The claims were accordingly dismissed. However, given their general importance and Kenneth Parker J’s reluctant conclusions, he granted leave to appeal.

This post first appeared on  Panopticon’s blog and is reproduced here with permission and thanks

 

 

3 comments


  1. ObiterJ says:

    One can understand the reluctance of the judge to make this finding. The full disclosure in relation to ENHANCED certificates is a statutory rule and is sometimes harsh in its operation. Once a matter is disclosed, the prospective employer or educational establishment may have a discretion but. all too often, the decision will probably go against the applicant. “Daren’t take the risk” etc. Also, there will usually be other applicants with clean certificates !

    In relation to something done by an 11 year old, the question of age of criminal responsibility is (yet again) raised. Our law makes an 11 year old criminal liable but many other European legal systems would not.

    A further issue is cautioning. Many people do not have any understanding of the potential impact of cautioning. The offence has to be admitted. Once the caution is administered, it can have similar effects to a conviction before the court. Furthermore, the Police will not usually explain – even to children / young persons or their parents / carers – the possible future impact of receiving a caution.

  2. Michael Simons says:

    I am a roman catholic and I had to apply for a certificate to lawfully permit me to visit parishioners in two local residential homes and parishoners at their own homes. I have always held the view that the questions to be answered do not accurately portray the requirements of the law, in that it instructs all applicants to disregard convictions that are over 7 years old, as if they are spent.
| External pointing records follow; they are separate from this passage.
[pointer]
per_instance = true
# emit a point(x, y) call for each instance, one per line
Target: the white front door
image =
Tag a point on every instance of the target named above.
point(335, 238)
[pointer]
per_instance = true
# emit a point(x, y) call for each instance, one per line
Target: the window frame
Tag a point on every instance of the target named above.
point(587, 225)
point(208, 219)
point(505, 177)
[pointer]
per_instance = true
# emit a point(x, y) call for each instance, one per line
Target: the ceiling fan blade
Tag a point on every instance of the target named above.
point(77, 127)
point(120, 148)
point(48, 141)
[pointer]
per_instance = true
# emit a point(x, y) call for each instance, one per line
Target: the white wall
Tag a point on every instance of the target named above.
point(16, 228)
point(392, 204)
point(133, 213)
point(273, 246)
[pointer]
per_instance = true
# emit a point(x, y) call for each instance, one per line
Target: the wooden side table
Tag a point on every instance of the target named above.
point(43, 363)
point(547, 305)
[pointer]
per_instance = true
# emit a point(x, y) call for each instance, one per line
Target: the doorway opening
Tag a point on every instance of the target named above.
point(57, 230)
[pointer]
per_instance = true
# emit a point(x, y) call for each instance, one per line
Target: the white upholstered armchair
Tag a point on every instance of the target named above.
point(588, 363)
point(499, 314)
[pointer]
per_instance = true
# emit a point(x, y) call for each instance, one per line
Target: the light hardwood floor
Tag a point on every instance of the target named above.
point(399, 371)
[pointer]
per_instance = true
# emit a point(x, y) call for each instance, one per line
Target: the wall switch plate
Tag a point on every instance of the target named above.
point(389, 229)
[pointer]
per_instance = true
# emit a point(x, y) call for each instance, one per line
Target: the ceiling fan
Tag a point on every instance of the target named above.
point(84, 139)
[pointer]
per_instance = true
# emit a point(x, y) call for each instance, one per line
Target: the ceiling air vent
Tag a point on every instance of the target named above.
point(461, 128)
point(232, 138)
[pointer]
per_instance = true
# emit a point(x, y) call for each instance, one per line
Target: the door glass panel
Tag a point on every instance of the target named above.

    Years ago there is a Judgement of the Court of Appeal which ruled that *spent convictions” only applied to persons appearing in a criminal court.

    Clearly the Government’s department need to get their act together; they proceed as if decisions at common law do not apply to them.

  3. James Lawson says:

    One marvels at the carefully crafted futility of the Human Rights Act 1998 which guarantees no rights at all. In a minimum-waged economy with its casualised workforce who are the most easiest to exploit and most in need of its protection, the Act promised much and failed to deliver to all but the economically powerful. Why would the minimum-waged supermarket shelf-stacker, or office cleaner risk the loss of their home in ‘full and final settlement’ of the price to be paid in lieu of the loss of legal aid for the dubious privilege of ascending the summit of Mount Olympus to reach the higher courts who have exclusive jurisdiction (section 4(5)) to hear claims brought under the Act, in the vain hope of receiving a mere ‘declaration’ of ‘incompatibility’ (section 4(2)) which has absolutely no effect on that individual’s legal position(sections 3(2)(b) and 4(6)(a)) emanating from a judgment that does not bind any of the parties to it (s4(6)(b) and no right to an effective remedy since Article 13 has been expressly excluded from the Act under section 1. For those most in need of protection, the Act does not protect rights, rather, it protects the myth that an individual actually has them! If an individual believes that he has protectable rights, then that is as good as the real thing. The Act may protect an individual from pernicious officials by allowing the court to strike down incompatible subordinate legislation but does absolutely nothing at all to protect the public from the clear words underpinning the nasty and pernicious legislation that spews out of a supine Parliament ‘on the nod’ of those who vote on a ‘three-line whip’ who hardly bother to read, let alone debate!

    This young man’s life chances were decided for him on a single day when he was relegated to the ‘criminal underclass’ at aged 11 by the same people who railed against the life chances of children being determined by a failure on one day to pass an 11-plus examination!